Wednesday, June 10, 2009

Evil over Good

1066: The Year of the Conquest, David Howarth, Penguin books, London, 1977.

I have read the above book several times and although it is not a scholarly book it is a enjoyable read. When it first came out some reviewers got rather upset over the books treatment of William. It is amazing to me that the story of Edward's alleged offering of the throne to William is taken seriously. It is plain nonsense. To review the facts.

1, Edward had neither the right nor the power to dispose of the English throne in this fashion without the express consent of the Witan, (a type of Parliament).

2, A few years after he allegedly made this offer he invited back to England a Son of Edmund "Ironside" named Edward with the apparent intention of making him his heir. This Edward died shortly after arriving in England in 1057 C.E., and it appears that his son Edgar was being groomed for the crown and would probably have succeeded Edward the Confessor if he had been of age. As it is Edgar was acclaimed as King after Harold's death at Hastings.

The whole story of Harold's "Oath" is also a lot of bull.

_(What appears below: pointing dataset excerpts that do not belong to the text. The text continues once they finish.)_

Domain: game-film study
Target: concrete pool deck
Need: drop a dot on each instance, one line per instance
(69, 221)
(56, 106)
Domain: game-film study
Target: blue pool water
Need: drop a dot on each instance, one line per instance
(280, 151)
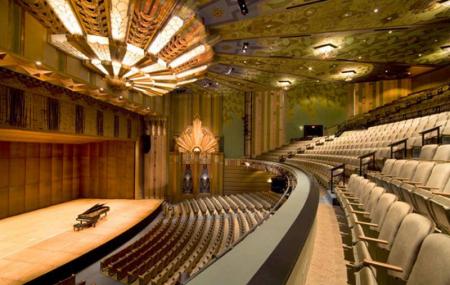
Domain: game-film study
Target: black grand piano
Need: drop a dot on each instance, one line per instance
(90, 217)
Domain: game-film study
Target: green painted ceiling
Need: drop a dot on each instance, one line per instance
(377, 39)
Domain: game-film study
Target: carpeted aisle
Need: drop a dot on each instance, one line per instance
(327, 264)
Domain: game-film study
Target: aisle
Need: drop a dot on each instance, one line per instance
(327, 263)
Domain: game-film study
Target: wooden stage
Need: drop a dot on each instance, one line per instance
(40, 241)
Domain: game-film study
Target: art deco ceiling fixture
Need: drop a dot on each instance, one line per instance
(151, 46)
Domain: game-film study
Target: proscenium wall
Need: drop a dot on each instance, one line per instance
(29, 110)
(320, 103)
(37, 175)
(107, 170)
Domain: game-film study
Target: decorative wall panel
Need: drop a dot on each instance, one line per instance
(37, 175)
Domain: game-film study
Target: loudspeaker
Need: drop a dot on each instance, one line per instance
(146, 143)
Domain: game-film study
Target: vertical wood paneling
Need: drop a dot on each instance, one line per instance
(4, 179)
(45, 174)
(17, 178)
(32, 177)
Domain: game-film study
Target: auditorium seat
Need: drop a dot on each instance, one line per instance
(402, 255)
(430, 267)
(188, 236)
(436, 181)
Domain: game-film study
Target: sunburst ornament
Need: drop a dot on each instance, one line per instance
(197, 139)
(150, 46)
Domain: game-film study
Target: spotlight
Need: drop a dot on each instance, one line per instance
(244, 47)
(243, 7)
(446, 48)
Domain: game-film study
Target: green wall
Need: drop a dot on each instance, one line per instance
(233, 127)
(317, 103)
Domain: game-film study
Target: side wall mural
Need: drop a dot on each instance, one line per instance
(233, 124)
(317, 103)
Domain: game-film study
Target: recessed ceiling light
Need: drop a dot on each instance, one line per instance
(446, 48)
(284, 83)
(325, 48)
(349, 72)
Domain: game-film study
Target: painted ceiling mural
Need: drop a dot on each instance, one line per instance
(288, 43)
(155, 46)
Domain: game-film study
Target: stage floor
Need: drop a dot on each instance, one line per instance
(37, 242)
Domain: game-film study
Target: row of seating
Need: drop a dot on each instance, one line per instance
(187, 236)
(414, 105)
(424, 184)
(389, 243)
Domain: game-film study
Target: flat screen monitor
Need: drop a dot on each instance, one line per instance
(313, 130)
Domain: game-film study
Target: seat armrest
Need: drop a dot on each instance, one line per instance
(373, 239)
(382, 264)
(366, 223)
(428, 187)
(360, 212)
(412, 182)
(440, 193)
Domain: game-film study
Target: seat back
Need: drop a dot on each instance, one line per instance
(413, 230)
(384, 203)
(433, 262)
(394, 217)
(442, 153)
(397, 167)
(439, 175)
(375, 194)
(387, 167)
(365, 191)
(423, 171)
(408, 169)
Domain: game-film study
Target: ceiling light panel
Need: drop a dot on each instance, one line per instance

Even if it is true, given the circumstances it was not binding and in fact being clearly coerced worthless in any sense. William was a winner and as such historians have spent centuries praising him while ignoring the disastrous effects of the conquest on the English people for the generation unfortunate enough to be conquered. There seems little doubt that the conquest both devastated England, diminished and impoverished the population. To say nothing of cultural damage. But then we know that the Conquest was a good thing because of long term benefits. So I guess it is alright to sacrifice past generations for our benefit?

This book is a reminder that the fact something happened doesn't mean that it was right or good. It is a pity that historians frequently forget that.

See also:

The Anglo-Saxon, Chronicle, Editor, Swanton, Michael, Phoenix Press, London, 1996.

Wood, Michael, In Search of England, University of California Press, Berkeley, 1999.